PROJETO MAN IN BLACK // SEMANA 48

by - dezembro 22, 2017


Hey, amigos!
Cheguei ao ano que não terminou. Particularmente, pra mim, é muito incompreensível a morte. É meio que inacreditável; ela tem algo de inimaginável por mais óbvia que seja.

Em 2003 eu ainda não havia entrado na faculdade, mas estava cheia de planos e sonhos. Tinha meu namoradinho, um emprego numa grande empresa, meus discos, livros, mal acessava a internet e andava pra cima e pra baixo com um walkman Aiwa e umas fitas K7 que iam de Cypress Hill a Oasis, subindo para Johnny Cash e Chico Buarque. Parece que foi ontem quando ouvi: "Morre o cantor Johnny Cash, o Homem de Preto". Num instante, ele já não estava mais aqui. Era 12 de setembro e por lá o outono já se aproximava.

"At my door the leaves are falling, a cold wild wind has come. Sweethearts walk by together and I still miss someone..." //  "À minha porta, as folhas estão caindo, um vento frio e selvagem chegou. Namorados caminham juntos e eu ainda sinto a falta de alguém..."                                                       — Trecho de I Still Someone, Johnny Cash.

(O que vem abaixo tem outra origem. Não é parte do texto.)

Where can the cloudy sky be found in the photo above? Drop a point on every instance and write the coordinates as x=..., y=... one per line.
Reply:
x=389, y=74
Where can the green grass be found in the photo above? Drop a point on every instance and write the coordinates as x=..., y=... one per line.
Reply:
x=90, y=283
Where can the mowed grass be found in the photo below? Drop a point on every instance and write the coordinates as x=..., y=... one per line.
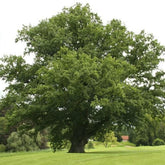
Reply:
x=99, y=156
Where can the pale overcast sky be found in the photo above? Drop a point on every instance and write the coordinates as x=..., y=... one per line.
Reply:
x=137, y=15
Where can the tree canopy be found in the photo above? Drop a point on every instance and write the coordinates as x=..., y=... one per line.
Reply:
x=86, y=76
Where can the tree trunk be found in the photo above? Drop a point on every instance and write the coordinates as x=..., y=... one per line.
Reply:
x=77, y=146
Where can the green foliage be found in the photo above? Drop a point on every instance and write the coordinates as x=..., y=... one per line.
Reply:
x=90, y=145
x=109, y=138
x=17, y=142
x=141, y=141
x=86, y=77
x=158, y=142
x=99, y=155
x=2, y=148
x=151, y=129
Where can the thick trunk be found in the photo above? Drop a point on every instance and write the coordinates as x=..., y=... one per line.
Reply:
x=77, y=146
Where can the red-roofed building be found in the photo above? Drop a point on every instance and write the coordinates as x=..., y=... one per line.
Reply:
x=125, y=138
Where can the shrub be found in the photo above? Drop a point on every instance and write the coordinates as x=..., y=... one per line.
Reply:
x=141, y=142
x=90, y=145
x=2, y=148
x=109, y=138
x=158, y=142
x=18, y=142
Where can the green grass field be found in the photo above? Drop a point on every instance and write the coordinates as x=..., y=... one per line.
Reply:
x=99, y=156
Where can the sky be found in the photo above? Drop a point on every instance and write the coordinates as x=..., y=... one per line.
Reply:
x=136, y=15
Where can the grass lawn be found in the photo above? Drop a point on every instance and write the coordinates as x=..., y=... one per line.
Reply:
x=99, y=156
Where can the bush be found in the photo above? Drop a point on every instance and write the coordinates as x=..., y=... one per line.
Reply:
x=23, y=142
x=158, y=142
x=141, y=142
x=2, y=148
x=90, y=145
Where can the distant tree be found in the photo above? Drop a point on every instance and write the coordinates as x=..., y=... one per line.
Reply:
x=86, y=77
x=17, y=142
x=109, y=138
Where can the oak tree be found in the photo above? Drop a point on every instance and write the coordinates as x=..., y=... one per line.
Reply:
x=86, y=76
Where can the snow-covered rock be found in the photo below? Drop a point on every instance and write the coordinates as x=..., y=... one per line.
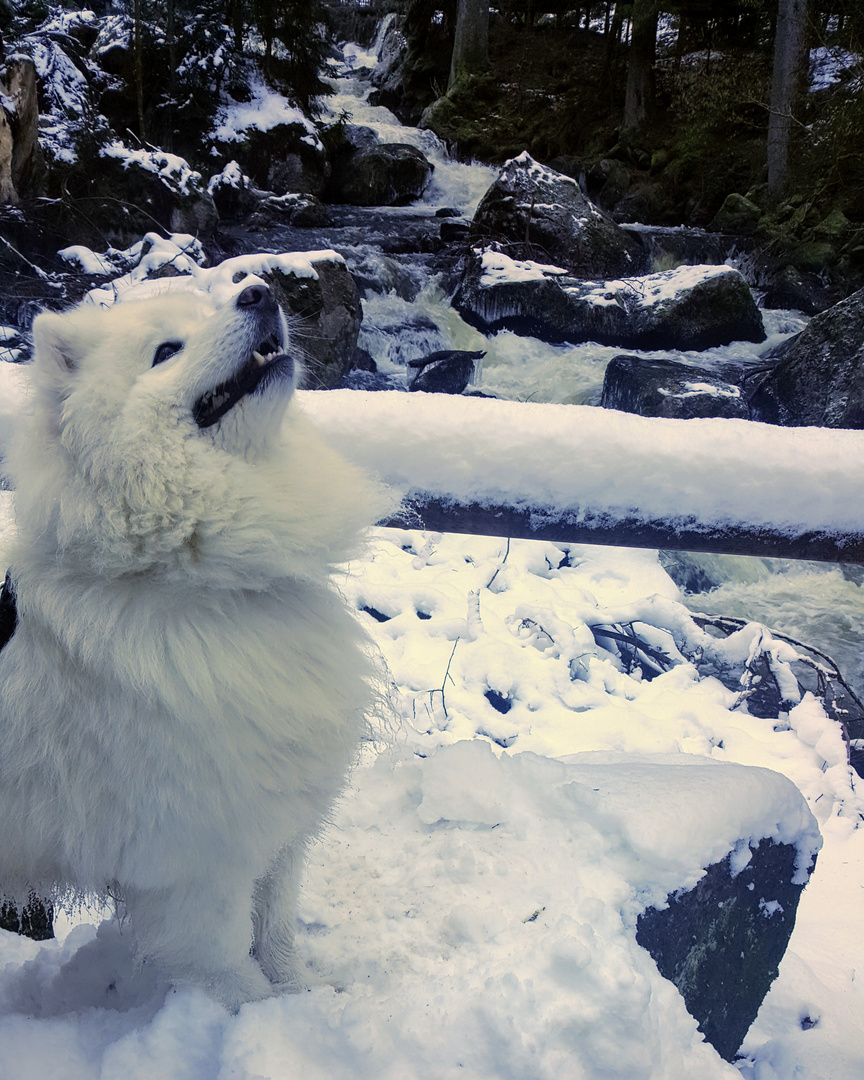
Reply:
x=820, y=378
x=19, y=157
x=386, y=174
x=721, y=942
x=161, y=185
x=688, y=308
x=535, y=206
x=664, y=387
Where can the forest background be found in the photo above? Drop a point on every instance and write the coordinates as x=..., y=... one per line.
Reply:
x=670, y=111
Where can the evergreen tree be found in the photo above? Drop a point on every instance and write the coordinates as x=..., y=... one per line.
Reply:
x=790, y=58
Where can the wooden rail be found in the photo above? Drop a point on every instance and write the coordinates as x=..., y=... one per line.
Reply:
x=589, y=475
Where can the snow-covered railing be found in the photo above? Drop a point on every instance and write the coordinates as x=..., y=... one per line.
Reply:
x=590, y=475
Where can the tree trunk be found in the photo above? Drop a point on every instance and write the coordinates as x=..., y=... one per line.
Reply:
x=471, y=44
x=139, y=69
x=639, y=98
x=788, y=65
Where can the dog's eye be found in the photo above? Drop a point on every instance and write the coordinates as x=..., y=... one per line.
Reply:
x=165, y=351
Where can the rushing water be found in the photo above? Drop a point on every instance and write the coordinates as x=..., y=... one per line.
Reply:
x=406, y=314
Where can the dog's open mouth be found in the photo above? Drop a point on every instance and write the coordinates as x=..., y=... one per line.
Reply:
x=265, y=362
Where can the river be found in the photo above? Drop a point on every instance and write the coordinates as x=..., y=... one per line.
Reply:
x=406, y=314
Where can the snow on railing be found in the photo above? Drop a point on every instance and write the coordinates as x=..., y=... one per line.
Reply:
x=583, y=474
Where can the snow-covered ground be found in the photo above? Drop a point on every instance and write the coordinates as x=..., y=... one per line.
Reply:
x=470, y=912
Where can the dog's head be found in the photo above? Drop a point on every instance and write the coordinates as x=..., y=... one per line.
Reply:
x=224, y=372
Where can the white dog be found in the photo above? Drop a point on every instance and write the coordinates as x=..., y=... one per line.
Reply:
x=186, y=689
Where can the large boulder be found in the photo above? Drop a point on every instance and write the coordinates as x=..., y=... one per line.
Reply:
x=820, y=378
x=326, y=313
x=667, y=388
x=536, y=207
x=19, y=159
x=690, y=308
x=721, y=942
x=387, y=174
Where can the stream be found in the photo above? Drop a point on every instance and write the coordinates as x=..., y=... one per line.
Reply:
x=392, y=252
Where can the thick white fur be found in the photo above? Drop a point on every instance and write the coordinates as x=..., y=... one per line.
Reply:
x=186, y=689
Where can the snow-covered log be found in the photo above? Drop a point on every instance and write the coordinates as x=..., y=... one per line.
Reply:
x=591, y=475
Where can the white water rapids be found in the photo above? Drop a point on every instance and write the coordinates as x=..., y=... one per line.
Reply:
x=819, y=604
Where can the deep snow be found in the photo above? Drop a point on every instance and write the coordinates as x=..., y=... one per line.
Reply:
x=469, y=913
x=470, y=910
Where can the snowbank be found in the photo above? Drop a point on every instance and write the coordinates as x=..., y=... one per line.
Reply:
x=578, y=458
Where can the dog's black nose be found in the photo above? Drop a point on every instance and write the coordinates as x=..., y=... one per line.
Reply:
x=253, y=295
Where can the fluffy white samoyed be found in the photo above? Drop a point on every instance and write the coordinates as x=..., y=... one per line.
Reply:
x=185, y=690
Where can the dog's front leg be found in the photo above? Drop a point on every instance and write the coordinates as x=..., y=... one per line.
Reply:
x=200, y=933
x=274, y=917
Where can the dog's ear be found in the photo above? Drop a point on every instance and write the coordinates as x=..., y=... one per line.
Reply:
x=58, y=342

Contudo, vamos voltar pro início desse ano fatídico. A saúde dele piorara, mas ainda havia muito trabalho a fazer, gravações pra finalizar, era mais um CD com Rubin. Atrelado a isso, colhia os frutos de um trabalho primoroso; em 23 de fevereiro de 2003 (três dias antes do seu aniversário de 71 anos) "Hurt" ganha o Grammy de melhor vídeo musical.

Três meses depois, em 15 de maio de 2003, morre June Carter, aos 73 anos. O que ninguém sabia é que ela tinha sido diagnosticada com um grave problema de coração, o qual não haveria cura e a mataria muito rapidamente; quando recebeu a notícia, ela decidiu manter segredo sobre o fato. A esposa de Cash foi sepultada em um caixão azul claro, sua cor favorita.

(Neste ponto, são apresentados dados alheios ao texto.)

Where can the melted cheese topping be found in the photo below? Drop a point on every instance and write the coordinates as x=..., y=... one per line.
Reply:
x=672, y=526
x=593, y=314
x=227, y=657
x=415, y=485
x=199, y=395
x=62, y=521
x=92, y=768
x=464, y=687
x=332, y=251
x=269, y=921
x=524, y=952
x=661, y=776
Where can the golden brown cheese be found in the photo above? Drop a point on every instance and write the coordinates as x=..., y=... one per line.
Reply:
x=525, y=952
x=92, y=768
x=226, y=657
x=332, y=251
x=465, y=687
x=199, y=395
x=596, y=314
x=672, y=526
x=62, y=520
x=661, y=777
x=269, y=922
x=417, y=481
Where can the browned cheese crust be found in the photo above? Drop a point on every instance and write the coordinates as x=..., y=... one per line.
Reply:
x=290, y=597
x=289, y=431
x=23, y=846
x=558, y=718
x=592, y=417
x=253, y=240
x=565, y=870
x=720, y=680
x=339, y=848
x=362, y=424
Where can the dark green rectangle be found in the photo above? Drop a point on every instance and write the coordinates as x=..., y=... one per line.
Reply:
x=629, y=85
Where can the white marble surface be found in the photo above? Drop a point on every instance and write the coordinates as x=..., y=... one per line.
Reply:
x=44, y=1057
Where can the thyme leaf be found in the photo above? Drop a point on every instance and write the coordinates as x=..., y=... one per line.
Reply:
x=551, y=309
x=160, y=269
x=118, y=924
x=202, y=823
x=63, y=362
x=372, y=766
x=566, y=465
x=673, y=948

"Everyone I know goes away in the end..." // "Todos que  conheço vão embora no fim..."                                                                                          — Trecho de Hurt, Johnny Cash.

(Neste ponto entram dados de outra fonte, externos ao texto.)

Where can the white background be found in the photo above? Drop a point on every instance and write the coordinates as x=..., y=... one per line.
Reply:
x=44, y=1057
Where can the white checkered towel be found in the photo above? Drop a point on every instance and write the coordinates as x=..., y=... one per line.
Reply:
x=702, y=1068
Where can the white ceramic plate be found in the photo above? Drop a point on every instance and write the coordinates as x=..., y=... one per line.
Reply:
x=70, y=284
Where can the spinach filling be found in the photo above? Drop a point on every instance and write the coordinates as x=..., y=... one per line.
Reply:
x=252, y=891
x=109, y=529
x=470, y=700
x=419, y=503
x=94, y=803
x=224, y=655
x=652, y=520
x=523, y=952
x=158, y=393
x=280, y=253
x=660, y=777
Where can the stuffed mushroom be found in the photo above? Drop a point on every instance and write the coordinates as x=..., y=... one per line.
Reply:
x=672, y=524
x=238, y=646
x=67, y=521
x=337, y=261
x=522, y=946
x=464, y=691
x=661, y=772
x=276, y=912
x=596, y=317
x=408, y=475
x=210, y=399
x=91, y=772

Em frente a igreja de Hendersonville, após o velório de June Carter
No mês seguinte, em junho de 2003, o vídeo de “Hurt” ainda repercutia e John foi homenageado no MTV Awards, porém sua devido a sua saúde frágil não pode comparecer à cerimônia. Já em 5 de julho, houve um evento para homenagear a Carter Family e mesmo se locomovendo por cadeiras de rodas ele conseguiu ir e realizar uma apresentação tocante, naquela que seria sua última aparição pública. Antes de cantar "Ring of Fire", Cash leu uma declaração para June, escrito por ele pouco antes de subir ao palco:

"O espírito de June Carter ofusca-me esta noite com o amor que ela tinha por mim e o amor que tenho por ela. Nos conectamos em algum lugar entre aqui e o céu. Ela veio para uma visita curta, acho que, do céu para me visitar hoje à noite para me dar coragem e inspiração, como ela sempre fez."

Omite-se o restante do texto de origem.